There she let the red ice go, and as it left her vision
suddenly returned to normal. Something
she soon regretted as she watched in fine and gory detail lacerations spreading
out from her hand to rapidly cover the man’s wetly screaming face. Blood drenched her hand before she could
think to move it away, though the thought never came, stunned as she was by the
gruesome sight before her. As he
jerked, sputtered, and gurgled in his last moments spatters of blood splashed
as high as her face. And then he was
still.
"What the hell spell was that?" the halfling asked standing
beside her, getting a close look at the fate of his would-be prey.

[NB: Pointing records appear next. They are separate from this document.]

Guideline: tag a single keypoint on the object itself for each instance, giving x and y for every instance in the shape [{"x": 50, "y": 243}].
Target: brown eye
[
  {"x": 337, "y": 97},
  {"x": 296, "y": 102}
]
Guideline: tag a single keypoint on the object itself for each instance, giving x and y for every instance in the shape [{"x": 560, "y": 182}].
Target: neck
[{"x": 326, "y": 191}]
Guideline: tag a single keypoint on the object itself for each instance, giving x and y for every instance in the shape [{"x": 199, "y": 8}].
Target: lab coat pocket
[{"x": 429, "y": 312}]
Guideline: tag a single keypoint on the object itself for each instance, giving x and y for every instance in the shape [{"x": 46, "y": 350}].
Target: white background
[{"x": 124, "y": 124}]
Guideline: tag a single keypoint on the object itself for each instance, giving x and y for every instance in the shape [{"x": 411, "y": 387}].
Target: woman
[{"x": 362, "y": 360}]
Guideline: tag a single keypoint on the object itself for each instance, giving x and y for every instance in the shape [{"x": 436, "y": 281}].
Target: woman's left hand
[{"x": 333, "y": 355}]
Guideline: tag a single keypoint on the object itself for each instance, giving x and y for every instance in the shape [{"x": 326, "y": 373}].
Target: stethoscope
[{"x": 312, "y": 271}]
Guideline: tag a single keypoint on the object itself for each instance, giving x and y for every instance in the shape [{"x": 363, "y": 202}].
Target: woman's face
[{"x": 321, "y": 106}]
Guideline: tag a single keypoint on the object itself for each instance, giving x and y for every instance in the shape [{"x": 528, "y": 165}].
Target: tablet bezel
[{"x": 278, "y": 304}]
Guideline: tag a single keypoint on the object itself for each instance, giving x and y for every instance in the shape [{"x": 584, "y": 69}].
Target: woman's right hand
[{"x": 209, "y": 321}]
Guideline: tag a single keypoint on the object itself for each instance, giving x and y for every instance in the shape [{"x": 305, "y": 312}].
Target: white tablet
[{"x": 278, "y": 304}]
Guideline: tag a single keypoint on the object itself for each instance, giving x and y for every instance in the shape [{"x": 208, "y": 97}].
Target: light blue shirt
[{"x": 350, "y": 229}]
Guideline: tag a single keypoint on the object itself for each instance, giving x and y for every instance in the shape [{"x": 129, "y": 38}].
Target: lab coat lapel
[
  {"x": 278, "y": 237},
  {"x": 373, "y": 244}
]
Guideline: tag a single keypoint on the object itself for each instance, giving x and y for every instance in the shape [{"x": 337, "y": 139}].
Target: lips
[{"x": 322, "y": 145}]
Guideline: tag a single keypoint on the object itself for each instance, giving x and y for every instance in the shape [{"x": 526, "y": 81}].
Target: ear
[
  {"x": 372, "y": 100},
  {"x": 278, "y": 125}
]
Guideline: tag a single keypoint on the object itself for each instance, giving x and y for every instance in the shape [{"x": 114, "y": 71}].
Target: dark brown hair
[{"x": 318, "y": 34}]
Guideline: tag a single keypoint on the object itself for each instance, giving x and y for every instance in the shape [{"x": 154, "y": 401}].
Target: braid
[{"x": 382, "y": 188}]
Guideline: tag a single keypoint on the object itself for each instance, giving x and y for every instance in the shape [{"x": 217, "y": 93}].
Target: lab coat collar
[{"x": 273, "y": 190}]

"Spell? I like spells." Mijandra couldn’t find the strength to lift
her head up and look at the new voice, though she recognized it as the unseen
spellcaster. Her head insisted on
staying down, as her stomach insisted on emptying its contents onto the ground
beside her.
When she was done she felt an exhaustion more complete than
any she had known before wash over her, one that seemed to extend beyond her
body and into her soul. With the last
of her strength she managed to aim her collapse away from both the body and the
vomit, to fall unconscious on a nice and clean patch of road.
--
She stood in a dark forest.
A forest that stretched on for eternity around her, every direction
looking the same, looking darker and more empty than where she already
stood. The prospect of finding a path
out felt utterly hopeless, the thought of moving from her current spot
completely futile.
Then suddenly there was a light in her peripheral
vision. She turned and saw a clear and
shining path through the forest. A
beautiful path lit in red, paved with stones and lined with trees both made of
pulsing red crystal. A path that seemed
made for her and promised to fulfill her every desire.
She took a step forward without thinking, then immediately
stopped. She didn’t like doing things
without thinking. She didn’t like
losing control.
Who made this path?
Where did it go? What desires
would it fulfill, and how? She did not
know the answer to these questions.
Answers she should know before a path should feel like this one
did. She should not feel so drawn to a
path she knew nothing about.
It was a lie. It was
a path someone else wanted for her, a path they wanted to force her down. She did not like being forced. She did not like being controlled.
Mijandra would choose her own path. The only path made for Mijandra would be a
path made by Mijandra. She turned away
from the shining path and walked into the darkness of the forest.
But the shining path was not to be easily ignored. No matter how many trees she passed it
remained the same distance behind, its light ever bright on her back and its
promises growing no quieter in her head.